O cenário dos quadrinhos brasileiros está prestes a ganhar um capítulo fundamental na reconstrução da sua própria identidade histórica. Enquanto a cultura pop global frequentemente celebra a resistência de povos como os Apaches, o Brasil negligenciou, por séculos, as narrativas de seus próprios guerreiros das pampas. A futura publicação de uma HQ inédita sobre o povo Charrua não é apenas um lançamento editorial; é um movimento de reparação histórica que utiliza a nona arte para trazer à luz uma etnia empurrada para “debaixo do tapete da história”.

O que aconteceu O projeto, intitulado provisoriamente como Charruas, é uma ficção histórica encabeçada pelo roteirista Rodinério da Rosa e pelo ilustrador Moacir Martins, com lançamento previsto para agosto de 2026. Selecionada pelo edital Fumproarte de Porto Alegre, a obra de aproximadamente 94 páginas acompanhará a jornada de Cayuare, um guerreiro fictício que servirá de guia pelas origens, cultura e o trágico processo de dizimação de seu povo pelos colonizadores ibéricos.
Por que isso importa A relevância deste projeto reside na sua fundamentação. Para contornar o quase total apagamento da língua e dos registros charruas, os autores contam com a consultoria do historiador indígena Danilo Braga e do professor Daniel Bass (UFRGS). Rosa, inspirado por obras como Enterrem Meu Coração na Curva do Rio, traça um paralelo direto entre a resistência charrua e a dos povos nativos da América do Norte, destacando um espírito de não aceitação do domínio invasor que é pouco explorado nos livros didáticos tradicionais.
Impacto no mercado e na cena cultural A produção de Martins utiliza técnicas modernas, como a modelagem 3D seguida de finalização em caneta digital, para reconstruir visualmente um povo do qual restaram poucas referências físicas. Além do impacto estético, a HQ cumpre uma função social: 200 exemplares serão distribuídos gratuitamente em escolas e bibliotecas, e uma versão em audiolivro descritivo garantirá acessibilidade total. A obra se posiciona como a primeira do Rio Grande do Sul a focar especificamente nesta temática, preenchendo uma lacuna narrativa no mercado de HQs nacionais.
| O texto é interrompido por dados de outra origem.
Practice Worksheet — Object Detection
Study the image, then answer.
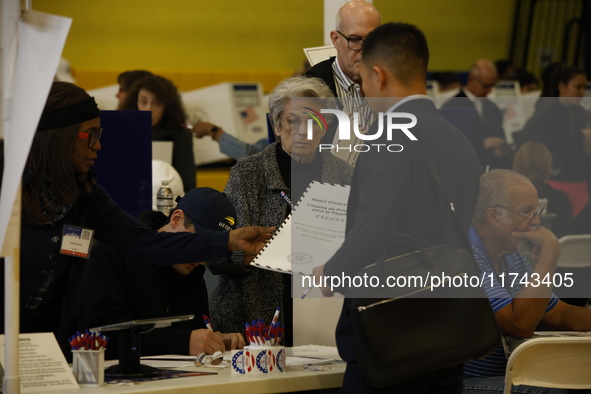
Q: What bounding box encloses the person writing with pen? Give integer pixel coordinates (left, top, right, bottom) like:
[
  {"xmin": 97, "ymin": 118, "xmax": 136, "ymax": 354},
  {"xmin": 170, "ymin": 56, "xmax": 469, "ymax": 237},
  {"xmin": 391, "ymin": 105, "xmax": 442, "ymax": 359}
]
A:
[
  {"xmin": 0, "ymin": 82, "xmax": 273, "ymax": 358},
  {"xmin": 78, "ymin": 187, "xmax": 244, "ymax": 358}
]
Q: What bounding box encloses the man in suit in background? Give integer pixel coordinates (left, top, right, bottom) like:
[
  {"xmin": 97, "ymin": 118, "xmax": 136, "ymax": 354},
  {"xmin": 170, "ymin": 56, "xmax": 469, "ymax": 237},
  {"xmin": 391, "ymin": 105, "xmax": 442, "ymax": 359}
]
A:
[
  {"xmin": 442, "ymin": 59, "xmax": 511, "ymax": 168},
  {"xmin": 314, "ymin": 23, "xmax": 480, "ymax": 394},
  {"xmin": 306, "ymin": 0, "xmax": 382, "ymax": 165}
]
A iniciativa da Da Rosa Estúdio é um lembrete necessário de que o quadrinho nacional atingiu uma maturidade onde a ficção serve como o principal veículo de preservação de memória. Ao escolher o formato de ficção histórica, os autores não apenas informam, mas humanizam figuras que foram reduzidas a notas de rodapé estatísticas sobre o genocídio indígena. O “trágico destino” dos Charruas, nas mãos de Rosa e Martins, promete ser mais do que uma crônica de derrota; parece um manifesto sobre a sobrevivência da identidade através da arte. O uso da liberdade artística para preencher as lacunas deixadas pelo desaparecimento da língua charrua é uma escolha corajosa e necessária para que esses personagens voltem a “falar” com o público contemporâneo.
Com o projeto atualmente em fase de desenvolvimento (“colocando no papel”), o público pode esperar uma obra com densidade pedagógica, reforçada por textos educativos que acompanharão a HQ. O sucesso desta publicação poderá abrir portas para outros projetos de Rosa, que já manifestou interesse em explorar a participação indígena na Revolução Farroupilha. Os interessados podem acompanhar o progresso visual pelo Instagram oficial do projeto.
A história dos Charruas nos força a questionar: quantas outras civilizações brasileiras permanecem invisíveis apenas porque não foram desenhadas? Até que ponto o nosso desconhecimento sobre o passado limita a nossa compreensão sobre a crise social e o modelo de mundo atual?